Malatya merkezin toplam 157 köyü bulunuyor. 14 ilçesi bulunan Malatya'nın depremde en çok etkilenen ilçeleri Doğanşehir, Akçadağ ve Pütürge. Doğanşehir'de onlarca bina yıkılırken yeni binalar ise kullanılamayacak derecede hasarlı. Bir AFAD yetkilisi ilçede arama kurtarma çalışmalarının sona erdiğini söyledi. Toplam nüfusunun 37 bin 697 olduğu ilçenin yarısından fazlası göç etti. Kimi aile ise yakın köylere akrabalarının yanına yerleşti. Kimi Doğanşehir'li ilçeye bağlı Savak Köyü'ne akrabalarının yanına yerleşirken kimi aile ise AFAD'ın verdiği çadırlarda kalıyor. Depremzede bir kadın, çadırların yetersiz olduğunu, çadırda dokuz kişi kaldıklarını anlattı.

PAŞAKÖŞKÜ, ÇAVUŞOĞLU VE CEMAL GÜRSEL MAHALLERİ

Malatya merkezde yıkımın en fazla olduğu ve Alevilerin yoğun yaşadığı Paşaköşkü, Çavuşoğlu, Cemal gürsel Mahalleleri'ne yardımların yapılmadığını anlatan halk, bu nedenle köylerine dönerek ya samanlıkta ya da arabada kaldıklarını söyledi.

Yeşilyurt ilçesine bağlı Dilek Köyünde bulunan bir cemevinde onlarca yurttaş, bahçe içinde gıda ve kıyafet almak üzere kuyrukta yardımı bekliyorlardı.

Soğukta titreyerek bekleyen Gülseren Öztürk, kent merkezinde evi hasarlı olması nedeniyle Dilek Köyü'ne yerleştirdiklerini söyledi.
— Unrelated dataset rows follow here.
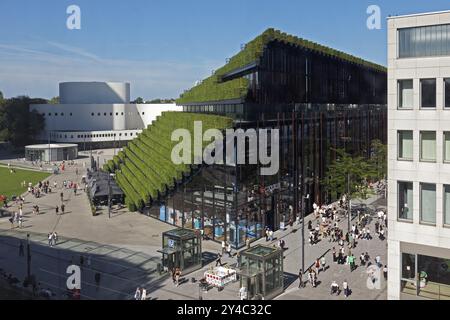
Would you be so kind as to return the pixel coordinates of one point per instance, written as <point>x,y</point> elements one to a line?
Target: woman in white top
<point>144,294</point>
<point>345,287</point>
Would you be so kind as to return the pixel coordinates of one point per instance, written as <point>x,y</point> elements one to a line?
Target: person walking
<point>334,288</point>
<point>362,259</point>
<point>301,284</point>
<point>378,261</point>
<point>317,265</point>
<point>173,275</point>
<point>243,293</point>
<point>323,263</point>
<point>223,246</point>
<point>334,255</point>
<point>137,294</point>
<point>346,289</point>
<point>219,259</point>
<point>229,250</point>
<point>54,238</point>
<point>270,235</point>
<point>177,276</point>
<point>352,262</point>
<point>50,239</point>
<point>21,253</point>
<point>144,294</point>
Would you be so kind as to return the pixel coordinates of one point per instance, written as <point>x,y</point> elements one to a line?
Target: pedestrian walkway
<point>121,269</point>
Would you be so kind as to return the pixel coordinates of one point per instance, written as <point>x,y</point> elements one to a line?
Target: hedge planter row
<point>144,169</point>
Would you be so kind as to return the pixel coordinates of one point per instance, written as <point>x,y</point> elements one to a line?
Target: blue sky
<point>163,46</point>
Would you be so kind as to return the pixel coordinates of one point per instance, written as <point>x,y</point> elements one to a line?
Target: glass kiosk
<point>181,248</point>
<point>261,272</point>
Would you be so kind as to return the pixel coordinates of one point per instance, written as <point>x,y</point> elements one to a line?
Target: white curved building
<point>97,114</point>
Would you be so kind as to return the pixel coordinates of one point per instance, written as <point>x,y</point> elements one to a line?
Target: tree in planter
<point>348,175</point>
<point>18,124</point>
<point>378,159</point>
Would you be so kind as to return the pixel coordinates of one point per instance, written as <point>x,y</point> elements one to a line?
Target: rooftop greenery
<point>144,168</point>
<point>212,89</point>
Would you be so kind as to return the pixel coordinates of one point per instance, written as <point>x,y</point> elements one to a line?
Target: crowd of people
<point>327,220</point>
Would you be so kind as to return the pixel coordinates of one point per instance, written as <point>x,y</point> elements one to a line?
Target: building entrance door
<point>171,260</point>
<point>254,285</point>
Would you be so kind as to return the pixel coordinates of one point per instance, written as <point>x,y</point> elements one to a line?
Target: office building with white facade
<point>419,156</point>
<point>97,115</point>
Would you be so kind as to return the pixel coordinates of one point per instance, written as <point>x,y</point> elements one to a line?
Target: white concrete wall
<point>94,92</point>
<point>78,117</point>
<point>437,120</point>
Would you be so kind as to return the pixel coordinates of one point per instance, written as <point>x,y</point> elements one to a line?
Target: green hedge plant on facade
<point>213,89</point>
<point>144,169</point>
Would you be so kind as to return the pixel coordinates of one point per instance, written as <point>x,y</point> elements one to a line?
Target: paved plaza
<point>123,249</point>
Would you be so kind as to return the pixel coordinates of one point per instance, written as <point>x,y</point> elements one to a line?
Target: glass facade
<point>427,41</point>
<point>235,203</point>
<point>405,94</point>
<point>261,271</point>
<point>405,145</point>
<point>181,248</point>
<point>428,203</point>
<point>428,146</point>
<point>428,93</point>
<point>425,276</point>
<point>447,93</point>
<point>405,200</point>
<point>446,205</point>
<point>447,146</point>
Köyde kendi imkanlarıyla barınmak için bir yer inşaa ettiklerini vurgulayan Öztürk, "Bir bahçede kendi imkanlarımızla naylon bulduk, ateş yaktık kendi imkanlarımızla. Ama yine de yer soğuk, karlı. Erzak, çadır kesinlikle buraya ulaşmamış" dedi.

ÇEVREMDE ÇOĞU İNSAN ENKAZDAN ÇIKARILMAMIŞ

Devletten herhangi bir yardım almadığını vurgulayan Öztürk, gelen yardımların halk tarafından yapıldığının altını çizdi ve ekledi: "Dayanışma var. Belli bir semt olduğu için heralde. Cemal Gürsel, Paşaköşkü hiçbirine ulaşım gitmemiş. Hastayız, zor durumdayız.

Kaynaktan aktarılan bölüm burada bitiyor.